Re: [Zope-CMF] [dev] RFC: rethinking GenericSetup extension profiles

2006-07-25 Thread Martin Aspeli


yuppie-2 wrote:
 
 GenericSetup uses a completely different approach than 
 CMFQuickInstaller. It is focused on states, not on changes.
 

Indeed. From having used it recently, it just seems to be an easier way of
working, so I'm trying to find out how we can meet the use cases that CMFQI
meets now based on this technology - if at all.
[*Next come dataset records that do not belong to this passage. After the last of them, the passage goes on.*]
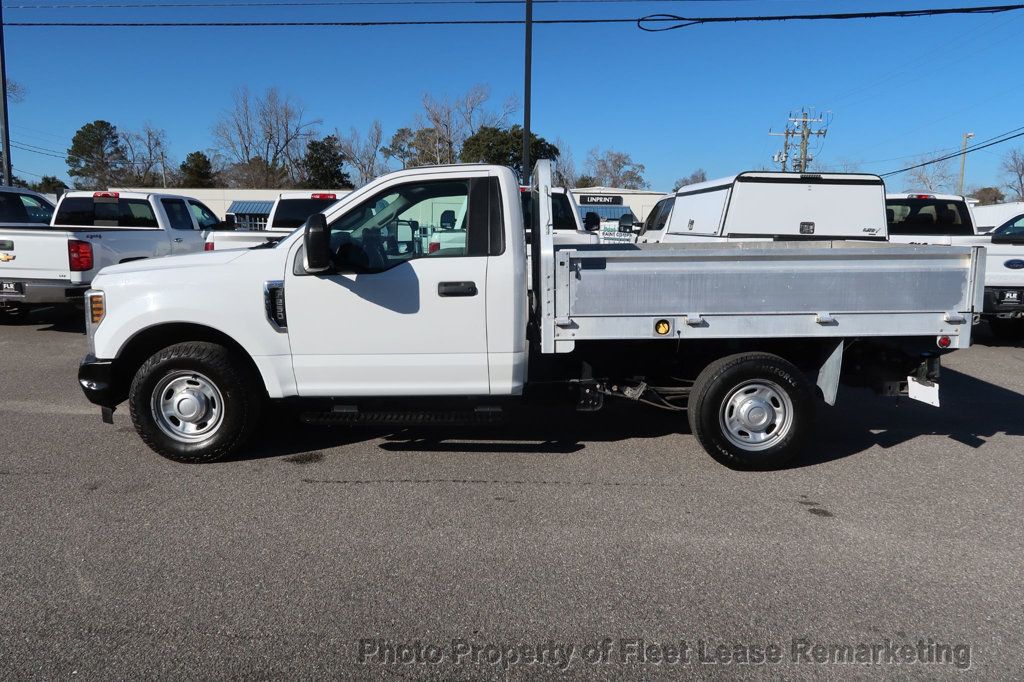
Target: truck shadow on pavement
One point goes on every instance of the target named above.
(973, 412)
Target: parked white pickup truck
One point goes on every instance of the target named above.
(53, 264)
(290, 210)
(756, 206)
(360, 329)
(926, 218)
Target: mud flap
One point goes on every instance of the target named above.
(829, 373)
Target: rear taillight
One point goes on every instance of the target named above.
(79, 256)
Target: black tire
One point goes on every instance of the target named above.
(1008, 329)
(785, 395)
(235, 387)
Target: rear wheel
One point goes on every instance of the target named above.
(195, 402)
(752, 411)
(1009, 329)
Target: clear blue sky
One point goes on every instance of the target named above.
(704, 96)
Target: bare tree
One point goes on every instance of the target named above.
(615, 169)
(444, 123)
(15, 91)
(933, 177)
(1013, 169)
(474, 114)
(146, 154)
(264, 137)
(564, 170)
(364, 153)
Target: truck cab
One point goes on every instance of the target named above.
(290, 210)
(948, 219)
(354, 321)
(54, 263)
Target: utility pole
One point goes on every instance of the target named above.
(967, 136)
(782, 157)
(4, 119)
(526, 92)
(798, 127)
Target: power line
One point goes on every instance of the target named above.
(676, 20)
(329, 3)
(991, 141)
(684, 22)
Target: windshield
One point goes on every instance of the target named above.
(608, 212)
(293, 212)
(928, 216)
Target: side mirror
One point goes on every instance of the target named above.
(316, 240)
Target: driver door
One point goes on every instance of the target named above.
(402, 310)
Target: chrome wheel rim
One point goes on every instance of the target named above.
(187, 407)
(756, 415)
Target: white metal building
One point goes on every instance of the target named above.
(639, 201)
(219, 200)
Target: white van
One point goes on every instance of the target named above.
(759, 205)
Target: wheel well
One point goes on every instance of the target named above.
(141, 346)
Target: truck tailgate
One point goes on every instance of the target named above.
(747, 290)
(34, 254)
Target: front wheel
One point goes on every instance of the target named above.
(195, 402)
(752, 411)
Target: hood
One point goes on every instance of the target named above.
(204, 259)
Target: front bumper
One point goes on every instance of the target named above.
(96, 379)
(997, 302)
(42, 292)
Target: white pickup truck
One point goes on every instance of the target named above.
(926, 218)
(53, 264)
(290, 210)
(358, 328)
(761, 205)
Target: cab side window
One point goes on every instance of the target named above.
(428, 219)
(177, 213)
(38, 211)
(205, 218)
(658, 216)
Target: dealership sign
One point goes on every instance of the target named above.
(600, 200)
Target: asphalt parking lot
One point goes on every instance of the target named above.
(371, 553)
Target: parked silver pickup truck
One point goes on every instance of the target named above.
(355, 325)
(53, 264)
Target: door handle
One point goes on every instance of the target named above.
(457, 289)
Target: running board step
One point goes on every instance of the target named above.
(352, 415)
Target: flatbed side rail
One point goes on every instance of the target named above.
(768, 290)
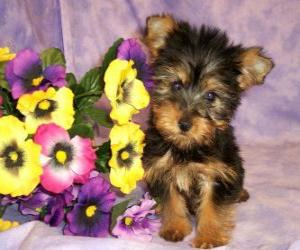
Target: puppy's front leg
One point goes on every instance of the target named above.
(214, 223)
(176, 223)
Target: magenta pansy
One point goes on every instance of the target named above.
(65, 160)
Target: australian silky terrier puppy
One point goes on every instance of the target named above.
(191, 158)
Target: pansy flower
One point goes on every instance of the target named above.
(130, 49)
(64, 159)
(91, 215)
(20, 167)
(126, 164)
(7, 224)
(126, 93)
(46, 206)
(5, 54)
(50, 106)
(25, 74)
(1, 102)
(138, 222)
 The early versions of GenericSetup (FKA CMFSetup) didn't even have 
 extension profiles and importVarious handlers. I invented those hacks to 
 give GenericSetup more momentum, but especially importVarious was never 
 meant as a permanent solution. The GenericSetup UI is counter-intuitive 
 because it was built for complete profiles/snapshots. importVarious is 
 dangerous because it is a hack.
 

That was my feeling too. I can see that it will be a necessary hack, though,
until we've covered everyhing anyone ever wanted to do with some
import/export handler.


I know that so far GenericSetup can't replace CMFQuickInstaller. But the 
fact people are missing CMFQuickInstaller functionality doesn't mean it 
has to be implemented following the old patterns.
/quiote

No, definitely. What I was trying to get back to was the original use cases
for CMFQI - people download some product, want to try it out, install it,
decide they don't like it, uninstall it, or re-install it for an upgrade, or
leave it in place.

Incidentally, one of the biggest problem peoplems people have with Plone is
that they configure a site a certain way (including third party products)
and then want to deploy that to a production server, leaving content intact.
GS is obviously the answer to that, so I'm keen on trying to promote third
party products that integrate with it as well as possible.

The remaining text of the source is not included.